Gericht: Bayerisches Oberstes Landesgericht
Beschluss verkündet am 16.07.2002
Aktenzeichen: 1Z BR 84/02
Rechtsgebiete: BGB


Vorschriften:

BGB § 1960
BGB § 2365
Dafür, daß die Nachlasspflegschaft nach Erteilung eines Erbscheins aufgehoben ist, spricht regelmäßig die Vermutung des § 2365 BGB, da der Erbe schon wegen dieser Vermutung nicht unbekannt ist.
Gründe:

I.

Der am 26.10.1999 im Alter von 69 Jahren verstorbene Erblasser war geschieden, die Beteiligten zu 1 und 2 sind Söhne des Erblassers aus der geschiedenen Ehe; weitere Kinder hatte der Erblasser nicht.
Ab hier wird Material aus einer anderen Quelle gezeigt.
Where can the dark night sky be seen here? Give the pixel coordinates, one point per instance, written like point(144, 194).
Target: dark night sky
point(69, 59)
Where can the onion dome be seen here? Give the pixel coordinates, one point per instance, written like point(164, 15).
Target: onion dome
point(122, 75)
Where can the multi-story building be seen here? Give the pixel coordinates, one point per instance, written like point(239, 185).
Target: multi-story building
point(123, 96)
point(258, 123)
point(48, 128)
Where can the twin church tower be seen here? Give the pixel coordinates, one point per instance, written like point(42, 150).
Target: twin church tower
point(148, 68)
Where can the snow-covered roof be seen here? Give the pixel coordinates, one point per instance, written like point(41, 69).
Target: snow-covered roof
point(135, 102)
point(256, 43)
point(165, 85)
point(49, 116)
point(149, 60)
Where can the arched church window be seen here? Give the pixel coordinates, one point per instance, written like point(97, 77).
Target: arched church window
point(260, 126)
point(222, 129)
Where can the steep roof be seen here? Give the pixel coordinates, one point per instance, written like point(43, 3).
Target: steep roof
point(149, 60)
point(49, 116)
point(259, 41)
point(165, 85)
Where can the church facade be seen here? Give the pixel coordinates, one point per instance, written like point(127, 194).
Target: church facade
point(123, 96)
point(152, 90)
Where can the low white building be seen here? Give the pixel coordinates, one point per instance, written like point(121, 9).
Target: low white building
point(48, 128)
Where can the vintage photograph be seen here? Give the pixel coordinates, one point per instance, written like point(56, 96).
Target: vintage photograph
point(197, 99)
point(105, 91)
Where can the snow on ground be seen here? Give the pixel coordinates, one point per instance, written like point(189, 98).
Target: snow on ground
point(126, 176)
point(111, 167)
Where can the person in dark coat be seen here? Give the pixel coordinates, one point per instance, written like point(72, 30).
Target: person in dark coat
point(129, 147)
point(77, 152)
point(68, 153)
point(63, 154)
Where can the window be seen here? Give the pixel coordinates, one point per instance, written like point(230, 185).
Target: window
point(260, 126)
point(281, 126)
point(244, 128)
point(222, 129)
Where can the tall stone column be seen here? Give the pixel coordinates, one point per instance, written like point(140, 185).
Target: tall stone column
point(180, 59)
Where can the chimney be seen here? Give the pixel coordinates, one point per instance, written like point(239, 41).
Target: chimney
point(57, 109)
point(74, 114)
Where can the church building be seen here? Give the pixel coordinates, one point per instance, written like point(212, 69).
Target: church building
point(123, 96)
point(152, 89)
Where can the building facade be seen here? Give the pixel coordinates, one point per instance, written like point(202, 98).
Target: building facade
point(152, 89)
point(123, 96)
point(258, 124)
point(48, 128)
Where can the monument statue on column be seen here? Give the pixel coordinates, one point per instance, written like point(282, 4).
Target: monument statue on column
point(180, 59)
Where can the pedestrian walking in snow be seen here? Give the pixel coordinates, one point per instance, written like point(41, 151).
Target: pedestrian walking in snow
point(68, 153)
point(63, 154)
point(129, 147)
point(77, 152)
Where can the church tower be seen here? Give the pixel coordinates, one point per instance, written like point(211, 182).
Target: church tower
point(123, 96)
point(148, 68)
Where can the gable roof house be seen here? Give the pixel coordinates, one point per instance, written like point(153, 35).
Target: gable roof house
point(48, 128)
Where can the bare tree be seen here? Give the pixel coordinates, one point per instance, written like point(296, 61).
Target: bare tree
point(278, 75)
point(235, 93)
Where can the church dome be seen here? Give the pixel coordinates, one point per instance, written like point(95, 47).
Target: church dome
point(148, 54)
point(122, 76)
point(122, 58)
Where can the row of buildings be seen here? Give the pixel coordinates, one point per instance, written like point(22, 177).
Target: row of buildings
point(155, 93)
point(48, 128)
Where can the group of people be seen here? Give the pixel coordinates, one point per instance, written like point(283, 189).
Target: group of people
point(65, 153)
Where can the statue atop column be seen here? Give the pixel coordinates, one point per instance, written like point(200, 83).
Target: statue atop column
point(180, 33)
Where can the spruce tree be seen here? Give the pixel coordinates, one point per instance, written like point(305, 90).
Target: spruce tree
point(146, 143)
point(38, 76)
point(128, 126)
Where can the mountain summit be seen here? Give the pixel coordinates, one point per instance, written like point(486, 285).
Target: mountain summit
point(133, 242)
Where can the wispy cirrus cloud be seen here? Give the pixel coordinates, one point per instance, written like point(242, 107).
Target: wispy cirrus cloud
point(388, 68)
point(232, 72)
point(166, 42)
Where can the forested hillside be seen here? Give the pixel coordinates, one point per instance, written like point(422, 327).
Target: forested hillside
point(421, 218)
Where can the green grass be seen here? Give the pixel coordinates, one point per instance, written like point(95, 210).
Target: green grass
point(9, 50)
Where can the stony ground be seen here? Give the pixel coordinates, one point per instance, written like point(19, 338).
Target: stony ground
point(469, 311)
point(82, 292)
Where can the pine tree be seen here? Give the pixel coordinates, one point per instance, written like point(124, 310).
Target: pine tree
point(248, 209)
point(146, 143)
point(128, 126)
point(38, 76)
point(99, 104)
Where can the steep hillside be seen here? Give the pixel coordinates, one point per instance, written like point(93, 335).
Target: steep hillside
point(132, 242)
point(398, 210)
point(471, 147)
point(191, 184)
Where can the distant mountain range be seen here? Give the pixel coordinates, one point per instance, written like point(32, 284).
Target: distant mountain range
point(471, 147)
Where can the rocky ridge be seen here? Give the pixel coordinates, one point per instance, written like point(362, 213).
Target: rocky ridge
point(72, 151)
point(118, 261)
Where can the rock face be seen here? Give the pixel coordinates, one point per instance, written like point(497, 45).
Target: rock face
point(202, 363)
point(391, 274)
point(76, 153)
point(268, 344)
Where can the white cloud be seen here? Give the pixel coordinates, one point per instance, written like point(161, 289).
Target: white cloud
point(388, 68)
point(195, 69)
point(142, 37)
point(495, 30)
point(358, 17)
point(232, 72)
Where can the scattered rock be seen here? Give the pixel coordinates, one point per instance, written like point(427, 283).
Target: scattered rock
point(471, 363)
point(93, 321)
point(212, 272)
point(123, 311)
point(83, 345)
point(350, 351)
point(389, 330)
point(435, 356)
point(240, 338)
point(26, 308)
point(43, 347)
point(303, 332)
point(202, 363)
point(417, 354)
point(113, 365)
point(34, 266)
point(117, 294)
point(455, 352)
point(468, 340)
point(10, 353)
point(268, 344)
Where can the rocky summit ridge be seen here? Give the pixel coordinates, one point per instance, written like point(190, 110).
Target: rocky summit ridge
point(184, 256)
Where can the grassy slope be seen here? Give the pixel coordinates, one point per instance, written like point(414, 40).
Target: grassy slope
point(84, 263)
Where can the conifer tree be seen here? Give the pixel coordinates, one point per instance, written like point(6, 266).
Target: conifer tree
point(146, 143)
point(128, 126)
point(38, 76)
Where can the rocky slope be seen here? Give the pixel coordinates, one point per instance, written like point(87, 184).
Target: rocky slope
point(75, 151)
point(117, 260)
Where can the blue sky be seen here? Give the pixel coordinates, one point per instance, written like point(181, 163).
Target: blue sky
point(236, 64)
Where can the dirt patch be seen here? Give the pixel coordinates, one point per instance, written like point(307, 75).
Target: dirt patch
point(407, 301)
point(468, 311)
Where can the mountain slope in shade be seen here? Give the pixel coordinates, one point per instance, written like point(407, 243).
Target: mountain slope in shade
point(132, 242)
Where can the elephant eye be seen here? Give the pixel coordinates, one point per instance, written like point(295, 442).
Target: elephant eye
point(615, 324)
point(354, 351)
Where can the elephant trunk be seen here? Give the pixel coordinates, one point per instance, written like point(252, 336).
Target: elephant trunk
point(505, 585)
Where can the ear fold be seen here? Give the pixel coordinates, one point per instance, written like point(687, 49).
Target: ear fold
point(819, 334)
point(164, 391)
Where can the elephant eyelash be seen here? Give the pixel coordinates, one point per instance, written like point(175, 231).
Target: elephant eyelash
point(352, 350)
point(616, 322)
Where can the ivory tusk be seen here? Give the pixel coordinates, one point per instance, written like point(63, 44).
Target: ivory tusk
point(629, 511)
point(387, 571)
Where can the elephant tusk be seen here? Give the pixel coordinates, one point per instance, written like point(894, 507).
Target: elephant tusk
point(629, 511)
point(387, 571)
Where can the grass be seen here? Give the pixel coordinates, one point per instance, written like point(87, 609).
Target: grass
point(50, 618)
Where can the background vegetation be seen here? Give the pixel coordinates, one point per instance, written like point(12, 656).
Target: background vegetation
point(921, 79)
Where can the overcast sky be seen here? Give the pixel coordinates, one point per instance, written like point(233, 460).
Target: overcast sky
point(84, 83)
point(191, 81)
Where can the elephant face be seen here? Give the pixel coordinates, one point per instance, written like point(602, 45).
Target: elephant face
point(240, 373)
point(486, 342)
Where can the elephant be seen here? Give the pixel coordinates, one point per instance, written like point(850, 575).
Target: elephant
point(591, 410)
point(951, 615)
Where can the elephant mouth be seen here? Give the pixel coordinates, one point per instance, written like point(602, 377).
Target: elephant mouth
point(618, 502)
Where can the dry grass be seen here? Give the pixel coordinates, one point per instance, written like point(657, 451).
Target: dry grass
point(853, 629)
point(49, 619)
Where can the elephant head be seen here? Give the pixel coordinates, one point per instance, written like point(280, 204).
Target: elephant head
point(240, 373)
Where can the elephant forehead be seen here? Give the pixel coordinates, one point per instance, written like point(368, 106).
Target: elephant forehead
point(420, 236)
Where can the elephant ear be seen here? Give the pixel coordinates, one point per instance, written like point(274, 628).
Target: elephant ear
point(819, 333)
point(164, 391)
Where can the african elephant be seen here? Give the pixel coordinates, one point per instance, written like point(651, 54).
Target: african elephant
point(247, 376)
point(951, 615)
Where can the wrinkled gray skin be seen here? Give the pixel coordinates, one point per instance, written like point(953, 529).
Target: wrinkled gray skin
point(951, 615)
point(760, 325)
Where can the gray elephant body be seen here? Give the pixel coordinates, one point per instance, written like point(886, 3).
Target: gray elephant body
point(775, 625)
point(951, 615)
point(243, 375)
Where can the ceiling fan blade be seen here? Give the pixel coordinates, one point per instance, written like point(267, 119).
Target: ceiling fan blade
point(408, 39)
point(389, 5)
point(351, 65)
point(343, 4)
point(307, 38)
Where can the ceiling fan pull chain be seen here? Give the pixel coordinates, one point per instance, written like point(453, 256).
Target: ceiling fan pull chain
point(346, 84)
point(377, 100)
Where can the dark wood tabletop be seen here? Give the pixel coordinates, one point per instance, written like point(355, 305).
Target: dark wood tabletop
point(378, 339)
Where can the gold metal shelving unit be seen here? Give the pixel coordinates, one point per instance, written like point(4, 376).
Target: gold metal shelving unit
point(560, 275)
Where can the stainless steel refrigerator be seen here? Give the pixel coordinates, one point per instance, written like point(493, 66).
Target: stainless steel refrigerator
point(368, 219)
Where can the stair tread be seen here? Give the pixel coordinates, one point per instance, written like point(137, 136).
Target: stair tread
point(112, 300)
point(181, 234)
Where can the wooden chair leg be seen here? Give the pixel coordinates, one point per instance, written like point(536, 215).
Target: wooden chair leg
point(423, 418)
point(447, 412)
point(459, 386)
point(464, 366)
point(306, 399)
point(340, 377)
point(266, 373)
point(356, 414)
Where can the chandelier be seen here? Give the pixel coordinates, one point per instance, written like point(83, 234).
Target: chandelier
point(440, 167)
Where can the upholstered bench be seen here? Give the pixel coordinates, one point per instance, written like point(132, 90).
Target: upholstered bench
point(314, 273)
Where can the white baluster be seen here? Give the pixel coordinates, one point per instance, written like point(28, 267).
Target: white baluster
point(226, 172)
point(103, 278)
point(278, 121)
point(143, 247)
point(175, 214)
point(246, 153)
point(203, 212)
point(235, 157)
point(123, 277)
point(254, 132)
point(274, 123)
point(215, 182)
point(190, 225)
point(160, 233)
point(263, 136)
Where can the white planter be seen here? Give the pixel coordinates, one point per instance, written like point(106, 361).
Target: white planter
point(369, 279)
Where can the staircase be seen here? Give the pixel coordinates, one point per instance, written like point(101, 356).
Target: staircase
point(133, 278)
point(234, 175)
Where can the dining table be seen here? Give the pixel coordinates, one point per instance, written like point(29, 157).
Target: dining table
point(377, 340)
Der Erblasser hat die Beteiligte zu 3 mit handschriftlichem Testament vom 30.7.1999 und mit weiterem notariell beurkundeten Testament vom 4.8.1999 zu seiner Alleinerbin eingesetzt. Auf diese testamentarischen Verfügungen stützt die Beteiligte zu 3 ihre Annahme, Alleinerbin des Erblassers geworden zu sein. Dagegen sind die Beteiligten zu 1 und 2 der Auffassung, der Erblasser sei von ihnen aufgrund gesetzlicher Erbfolge je zur Hälfte beerbt worden, da der Erblasser bei Errichtung der Testamente vom 30.7.1999 und 4.8.1999 nicht mehr testierfähig gewesen sei. Entsprechende Erbscheinsanträge sind von den Beteiligten zu 1 und 2 sowie der Beteiligten zu 3 gestellt worden.

In dem Erbscheinsverfahren kündigte das Nachlassgericht mit Vorbescheid vom 20.11.2000 die Erteilung eines Erbscheins an, demzufolge der Erblasser von den Beteiligten zu 1 und 2 je zur Hälfte beerbt worden sei. Die hiergegen gerichtete Beschwerde der Beteiligten zu 3 wurde mit Beschluss des Landgerichts vom 19.6.2001, die gegen den landgerichtlichen Beschluss gerichtete weitere Beschwerde der Beteiligten zu 3 wurde mit Beschluss des Bayerischen Obersten Landesgerichts vom 22.11.2001 zurückgewiesen. Daraufhin hat das Nachlassgericht den Beteiligten zu 1 und 2 am 10.12.2001 den mit Vorbescheid vom 20.11.2000 angekündigten Erbschein erteilt.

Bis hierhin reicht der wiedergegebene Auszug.